Heart Attack Prediction and Analysis in Python

In this article, we will use a dataset to understand how to build different classification models in python from scratch. The models that will be introduced in this article are,

  1. Logistic Regression
  2. Decision Trees
  3. Random Forest
  4. K nearest neighbor.

After we build the models using training data, we will test the accuracy of the model with test data and determine the appropriate model for this dataset.

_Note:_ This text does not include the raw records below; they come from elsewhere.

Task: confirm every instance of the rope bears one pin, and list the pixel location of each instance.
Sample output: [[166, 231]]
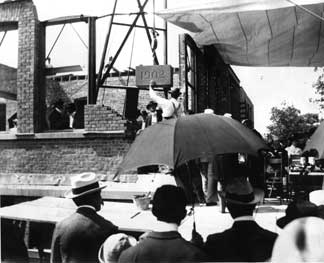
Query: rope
[[306, 10], [49, 53], [79, 35], [3, 37], [131, 56]]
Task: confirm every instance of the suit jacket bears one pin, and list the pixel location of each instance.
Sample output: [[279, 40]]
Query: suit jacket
[[163, 247], [244, 241], [79, 237]]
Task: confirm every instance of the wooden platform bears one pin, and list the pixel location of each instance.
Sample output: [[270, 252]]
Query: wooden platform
[[129, 218], [113, 191]]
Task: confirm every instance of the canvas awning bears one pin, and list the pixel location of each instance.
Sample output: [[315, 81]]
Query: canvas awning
[[256, 32]]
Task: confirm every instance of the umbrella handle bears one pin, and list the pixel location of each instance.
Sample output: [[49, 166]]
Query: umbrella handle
[[193, 218]]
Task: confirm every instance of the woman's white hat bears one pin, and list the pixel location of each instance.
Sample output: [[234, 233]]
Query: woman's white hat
[[83, 184], [317, 197]]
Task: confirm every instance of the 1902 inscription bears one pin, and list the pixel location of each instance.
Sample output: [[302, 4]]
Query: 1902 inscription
[[161, 74]]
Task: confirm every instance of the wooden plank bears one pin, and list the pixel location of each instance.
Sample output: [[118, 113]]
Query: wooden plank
[[53, 71], [52, 210], [65, 20]]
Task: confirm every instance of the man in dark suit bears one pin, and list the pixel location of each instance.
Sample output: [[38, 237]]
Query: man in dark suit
[[79, 237], [245, 240], [165, 244]]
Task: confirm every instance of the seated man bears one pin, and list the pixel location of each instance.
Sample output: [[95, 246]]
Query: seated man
[[79, 237], [245, 240], [164, 243]]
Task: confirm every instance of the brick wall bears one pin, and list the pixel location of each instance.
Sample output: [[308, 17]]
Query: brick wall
[[8, 81], [102, 118], [107, 114], [23, 16], [62, 156]]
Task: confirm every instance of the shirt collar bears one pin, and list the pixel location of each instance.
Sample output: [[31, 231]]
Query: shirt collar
[[165, 227], [244, 218], [87, 206]]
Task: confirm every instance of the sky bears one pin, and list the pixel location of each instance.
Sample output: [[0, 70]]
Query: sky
[[266, 87]]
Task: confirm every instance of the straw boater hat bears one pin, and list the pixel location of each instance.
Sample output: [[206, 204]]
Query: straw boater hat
[[111, 249], [82, 184], [175, 91], [240, 191]]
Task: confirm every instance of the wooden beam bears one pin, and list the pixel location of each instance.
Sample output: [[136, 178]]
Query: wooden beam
[[53, 71], [65, 20], [127, 87], [8, 26], [139, 26]]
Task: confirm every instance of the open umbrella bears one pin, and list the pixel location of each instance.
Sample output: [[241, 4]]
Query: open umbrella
[[316, 141], [177, 141]]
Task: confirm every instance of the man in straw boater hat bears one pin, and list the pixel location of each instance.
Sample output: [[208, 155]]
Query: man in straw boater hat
[[245, 240], [170, 107], [79, 237], [164, 243]]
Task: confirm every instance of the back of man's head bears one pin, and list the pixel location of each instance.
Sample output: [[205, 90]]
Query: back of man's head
[[169, 204], [92, 199]]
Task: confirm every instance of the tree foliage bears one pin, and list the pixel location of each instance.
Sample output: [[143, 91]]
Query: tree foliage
[[287, 122], [319, 89]]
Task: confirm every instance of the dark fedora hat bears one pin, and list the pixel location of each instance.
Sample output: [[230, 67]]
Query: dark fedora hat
[[240, 191], [297, 209], [175, 91], [151, 104], [83, 184]]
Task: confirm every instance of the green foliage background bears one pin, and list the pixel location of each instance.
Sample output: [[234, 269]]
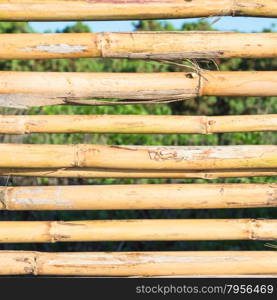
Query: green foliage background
[[200, 106]]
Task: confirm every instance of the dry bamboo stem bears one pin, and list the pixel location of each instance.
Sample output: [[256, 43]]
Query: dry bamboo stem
[[27, 89], [137, 230], [110, 173], [162, 196], [57, 10], [182, 263], [10, 124], [139, 45], [138, 157]]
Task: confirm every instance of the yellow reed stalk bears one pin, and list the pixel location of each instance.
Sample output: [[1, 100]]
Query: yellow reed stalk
[[138, 45], [27, 89], [137, 230], [24, 124], [58, 10], [121, 173], [147, 196], [160, 158]]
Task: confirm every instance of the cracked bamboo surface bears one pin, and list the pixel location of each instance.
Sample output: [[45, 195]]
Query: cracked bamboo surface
[[127, 173], [24, 124], [139, 45], [137, 230], [57, 10], [138, 157], [147, 196], [27, 89], [182, 263]]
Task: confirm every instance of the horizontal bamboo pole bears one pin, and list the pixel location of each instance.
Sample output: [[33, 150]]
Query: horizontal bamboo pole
[[58, 10], [24, 124], [137, 230], [180, 263], [112, 173], [138, 157], [27, 89], [161, 196], [139, 45]]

For this exercise, I have used Jupyter Notebook.

The dataset used is available on Kaggle – Heart Attack Prediction and Analysis

In this article, we will focus only on implementing outlier detection, outlier treatment, training models, and choosing an appropriate model.

Problem Statement:

Age : Age of the patient
Sex : Sex of the patient
exang: exercise induced angina (1 = yes; 0 = no)
ca: number of major vessels (0-3)
cp : Chest Pain type chest pain type
Value 1: typical angina
Value 2: atypical angina
Value 3: non-anginal pain
Value 4: asymptomatic
trtbps : resting blood pressure (in mm Hg)
chol : cholestoral in mg/dl fetched via BMI sensor
fbs : (fasting blood sugar > 120 mg/dl) (1 = true; 0 = false)
rest_ecg : resting electrocardiographic results
Value 0: normal
Value 1: having ST-T wave abnormality (T wave inversions and/or ST elevation or depression of > 0.05 mV)
Value 2: showing probable or definite left ventricular hypertrophy by Estes’ criteria
thalach: maximum heart rate achieved
output: 0= less chance of heart attack 1= more chance of heart attack

Before we start with code, we need to import all the required libraries in Python.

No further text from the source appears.